Raphaël Glucksmann tire son épingle du jeu

La prestation de Raphaël Glucksmann ressort comme la plus marquante de la soirée, de l’avis des experts interrogés par Public Sénat. Bon débatteur, solide sur le fond, le cofondateur de Place Publique, allié au Parti socialiste, a rarement fait montre d’autant d’opiniâtreté dans un tel exercice. « Je l’ai trouvé très en attaque. Il ne coupait pas la parole à ses adversaires, mais chacune de ses interventions était préparée et tapait juste », observe la communicante politique Emilie Zapalski, fondatrice de l’agence Emilie Conseil. L’eurodéputé a notamment fait de Thierry Mariani (RN) l’une de ses cibles de choix, avec une phrase restée comme la plus marquante du débat, lorsqu’il a qualifié l’ancien secrétaire d’Etat, réputé pour sa proximité avec le pouvoir russe, de « petit télégraphiste du Kremlin ».

Etonnamment, c’est Valérie Hayer, la candidate de la majorité présidentielle, qui était plutôt attendue dans ce registre, dans la mesure où Emmanuel Macron a mis la séquence ukrainienne au cœur de l’actualité des dernières semaines. Mais l’eurodéputée Renaissance est plutôt restée en retrait sur ce dossier, ce qui a permis à Raphaël Glucksmann de déjouer, pour quelques heures du moins, le duel annoncé entre les macronistes et le Rassemblement national.

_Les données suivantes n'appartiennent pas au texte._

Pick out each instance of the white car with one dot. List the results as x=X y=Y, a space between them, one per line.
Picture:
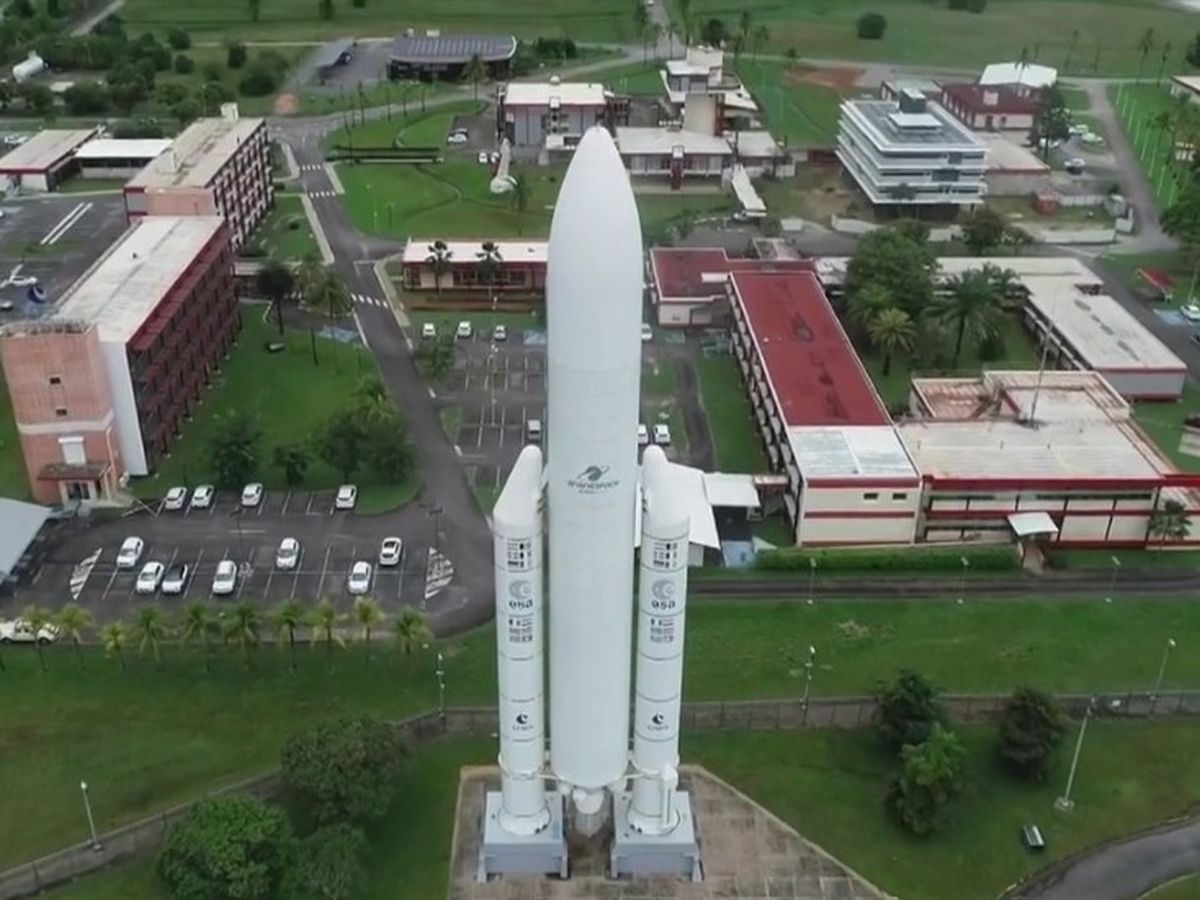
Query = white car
x=149 y=579
x=347 y=496
x=202 y=497
x=175 y=498
x=391 y=550
x=18 y=631
x=225 y=579
x=288 y=555
x=130 y=552
x=359 y=581
x=252 y=495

« Le retour d’une gauche social-démocrate dans le débat public est une vraie menace pour la liste de Valérie Hayer », note au micro de la matinale de Public Sénat Stéphane Zumsteeg, le directeur du département Opinion à l’institut de sondage Ipsos. La tête de liste PS-Place publique est susceptible de capter l’attention des électeurs de gauche qui ont massivement voté pour Emmanuel Macron en 2017, mais qui aujourd’hui ne se retrouvent plus dans la politique, très ancrée à droite, du chef de l’Etat.

La percée de Raphaël Glucksmann ne se ressent pas uniquement devant les caméras mais aussi dans les sondages, où elle est à replacer dans un contexte d’éclatement de la Nupes, ce qui offre une carte à jouer au candidat. Alors que les trois principales listes de gauche ont longtemps fait la course dans un mouchoir de poche, autour des 8 %, Raphaël Glucksmann accuse désormais une légère avance sur La France insoumise et les écologistes, à 11,5 % des intentions de vote selon un sondage Ipsos publié le 11 mars.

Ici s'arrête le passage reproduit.